US 11,928,180 B2
Automatic ground truth selection
Deepak Sekar, Chennai (IN); Anil Manohar Omanwar, Pune (IN); Drew Johnson, Cottesloe (AU); and Salil Ahuja, Washington, DC (US)
Assigned to International Business Machines Corporation, Armonk, NY (US)
Filed by International Business Machines Corporation, Armonk, NY (US)
Filed on Mar. 18, 2021, as Appl. No. 17/205,734.
Prior Publication US 2022/0300756 A1, Sep. 22, 2022
Int. Cl. G06F 18/213 (2023.01); G06F 9/38 (2018.01); G06F 16/9035 (2019.01); G06F 16/93 (2019.01); G06N 20/00 (2019.01)

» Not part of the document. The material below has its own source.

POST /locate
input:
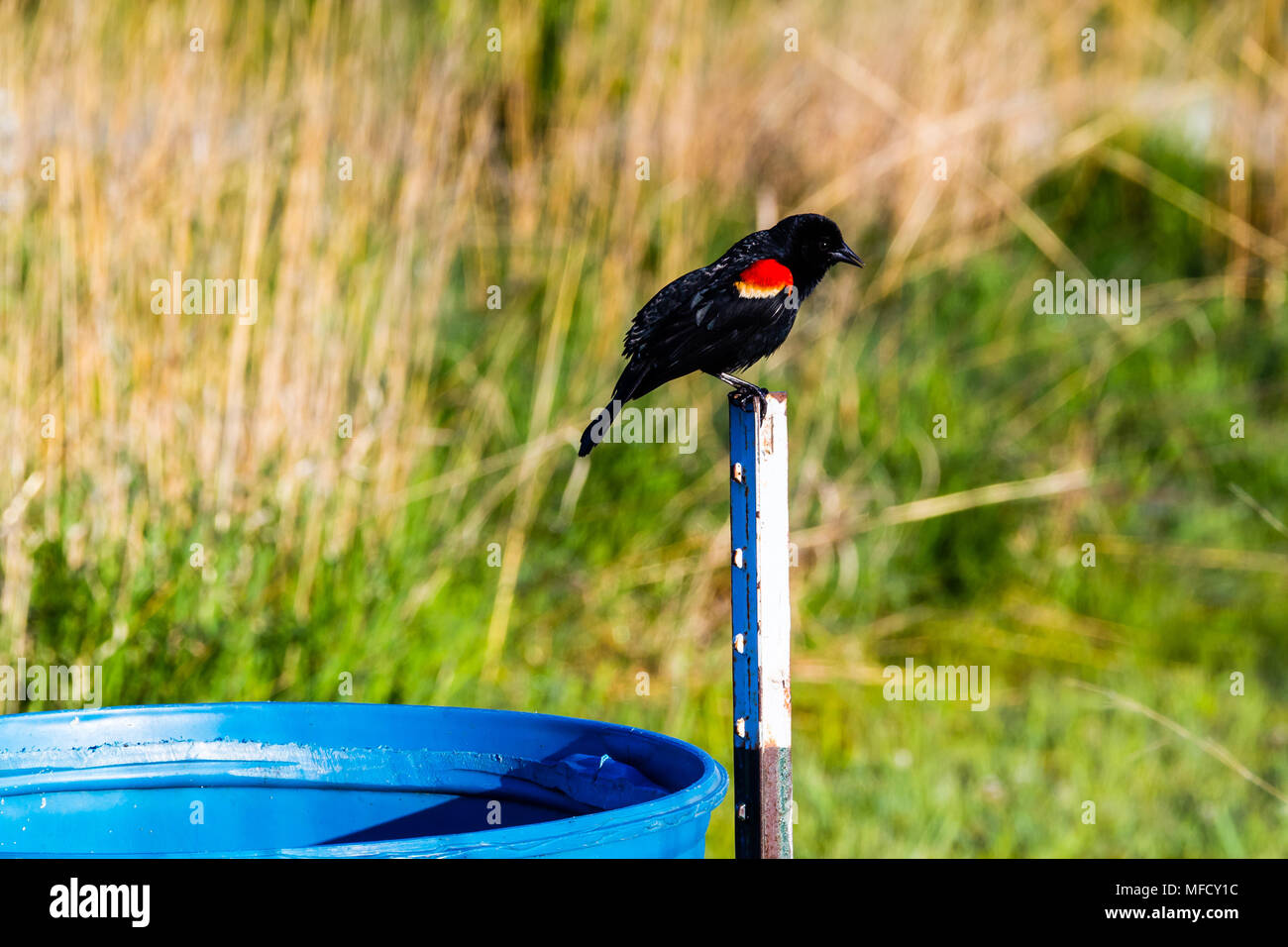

CPC G06F 18/213 (2023.01) [G06F 9/3836 (2013.01); G06F 16/9035 (2019.01); G06F 16/93 (2019.01); G06N 20/00 (2019.01)] 20 Claims
OG exemplary drawing
 
1. A system, comprising:
at least one processing component;
at least one memory component;
a ground truth repository;
a document processor configured to receive text;
an orchestration module configured to:
determine that the text includes a first text unit;
determine that the text includes a second text unit; and
determine that the text includes a portion comprising the first and second text units;
a feature extractor, configured to:
in response to the determining that the text includes the first text unit, extract features from the first text unit;
in response to the determining that the text includes the second text unit, extract features from the second text unit; and
in response to the determining that the text includes the portion, aggregate the features extracted from the first and second text units;
a scoring module, configured to:
generate a set of scores, comprising:
at least one score based on the features extracted from the first text unit;
at least one score based on the features extracted from the second text unit; and
at least one score based on the aggregated features; and
a candidate selector, configured to:
select, based on the set of scores, at least one ground truth candidate from the first text unit, the second text unit, and the portion;
determine that the at least one ground truth candidate includes at least one confirmed ground truth, wherein the determining comprises:
providing a question generated by a question generator based on the at least one ground truth candidate; and
receiving, from a user, an answer to the question, wherein the answer confirms the ground truth; and
add the confirmed ground truth to the ground truth repository.